Révolution Permanente a pu interroger d’autres usagers soutenant la grève des cheminots. Julien, un travailleur au Crous, affirme que « les cheminots ont tout à fait raison de se battre parce que c’est la garantie d’un service public plus qualitatif aussi, cela permet aux agents du ferroviaire de mieux vivre et affronter la vie chère qu’on subit tous aujourd’hui. Je travaille au Crous, donc le service public auprès des étudiants et voit ce sont toujours les coupes budgétaires, la pression à la baisse sur les salaires qui font que le service rendu est de moins en moins et je veux pouvoir me déplacer en train dans de bonnes conditions tout comme je veux avoir accès à des soins de qualité partout en France ».

Marina, une étudiante, confirme que « c’est important qu’ils se mobilisent ce n’est pas seulement les cheminots, mais tous les secteurs du public au privé qui subissent les politique austéritaire et la casse du service public. Nous en tant qu’usagers on doit soutenir à fond, parce que si on va vers une privatisation c’est nous en premier qui seront touchés. Il n’y a qu’a voir en Angleterre, après l’ouverture à la concurrence le nombre d’accidents a augmenté et les prix se sont envolés. Après il me semble qu’ils sont mobilisés pour une augmentation de salaire là, mais c’est pareil, on doit soutenir, parce que c’est eux qui se mobiliseront contre la privatisation après.

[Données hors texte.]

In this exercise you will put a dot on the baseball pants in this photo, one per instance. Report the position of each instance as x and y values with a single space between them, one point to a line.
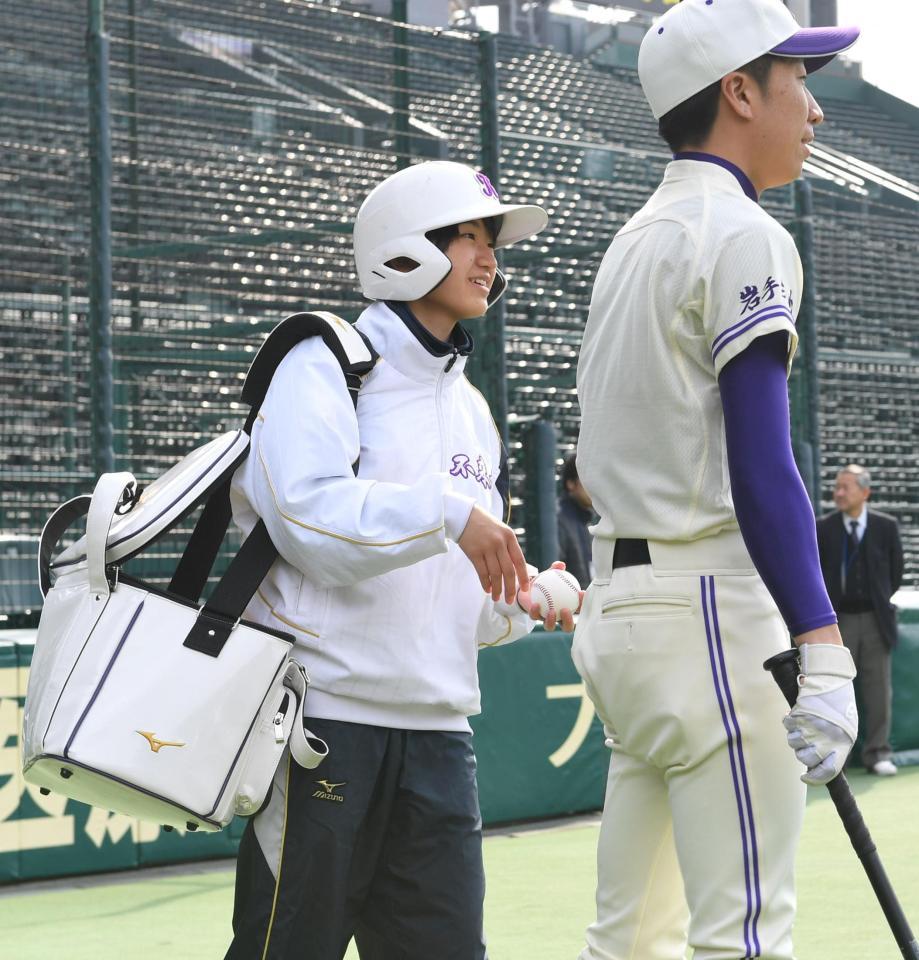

C’est aussi eux qui s’étaient mobilisés contre la réforme des retraites, et pas juste pour eux, mais pour tous les travailleurs et notamment ceux qui du privé qui ne peuvent pas forcément se mobiliser. Eux ils ont une vraie tradition de lutte, c’est historique, et c’est pour ça qu’on doit soutenir je pense. Et surtout se méfier de ce qu’on en dit… Que ce sont les privilégiés de la société, qu’ils font chier tout le monde, etc. La vérité, c’est que ce sont des travailleurs comme les autres quoi. Il n’y a qu’à voir les grands milliardaires qui se sont enrichis pendant la crise, pour moi ce sont eux les vrais privilégiés. »

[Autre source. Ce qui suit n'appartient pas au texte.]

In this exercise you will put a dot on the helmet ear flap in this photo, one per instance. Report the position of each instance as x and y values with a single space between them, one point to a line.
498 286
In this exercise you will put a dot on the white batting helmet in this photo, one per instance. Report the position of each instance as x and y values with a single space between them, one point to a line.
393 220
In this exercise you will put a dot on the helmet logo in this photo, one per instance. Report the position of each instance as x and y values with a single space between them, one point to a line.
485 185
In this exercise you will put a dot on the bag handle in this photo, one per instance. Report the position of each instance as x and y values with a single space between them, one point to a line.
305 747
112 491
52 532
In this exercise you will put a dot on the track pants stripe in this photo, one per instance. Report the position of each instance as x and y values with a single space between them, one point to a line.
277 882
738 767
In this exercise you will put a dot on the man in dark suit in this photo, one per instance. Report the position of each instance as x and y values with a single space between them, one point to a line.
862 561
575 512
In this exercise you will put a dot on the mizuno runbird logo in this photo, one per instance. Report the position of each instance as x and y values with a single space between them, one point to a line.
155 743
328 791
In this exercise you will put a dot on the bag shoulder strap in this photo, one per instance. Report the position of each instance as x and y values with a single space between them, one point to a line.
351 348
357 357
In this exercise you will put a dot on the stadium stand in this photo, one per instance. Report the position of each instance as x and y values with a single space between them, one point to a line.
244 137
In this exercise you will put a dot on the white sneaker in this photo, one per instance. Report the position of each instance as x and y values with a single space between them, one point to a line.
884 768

Aujourd’hui il est d’autant plus nécessaire de soutenir au maximum la lutte des cheminots face aux traitements médiatiques et au "bashing" que subissent les grévistes. Alors que ce sont des travailleurs qui se battent pour de meilleures conditions de travail et de vie et qui luttent en même temps contre la destruction des services publics face à des patrons qui ne cessent de s’enrichir sur leur dos. Car en effet, depuis des années, beaucoup de petites lignes et de petites gares rurales ferment alors même que l’ensemble du discours écologique institutionnel nous culpabilise de prendre la voiture et que le train est, de loin, le mode de transport le plus sobre en énergie ! Loin d’être des "preneurs d’otage" la lutte des travailleurs pour leurs conditions de travail va dans le même sens que la lutte pour un service de qualité, ceci contre les directions, les véritables preneuses d’otage, qui font travailler leurs employés dans des conditions déplorables avec un salaire misérable et ceci pour un service dégradé. Et cela pour le plus grand bonheur du porte-monnaie des dirigeants et contre les intérêts de l’ensemble de notre camp social, que l’on soit usager ou travailleur du rail.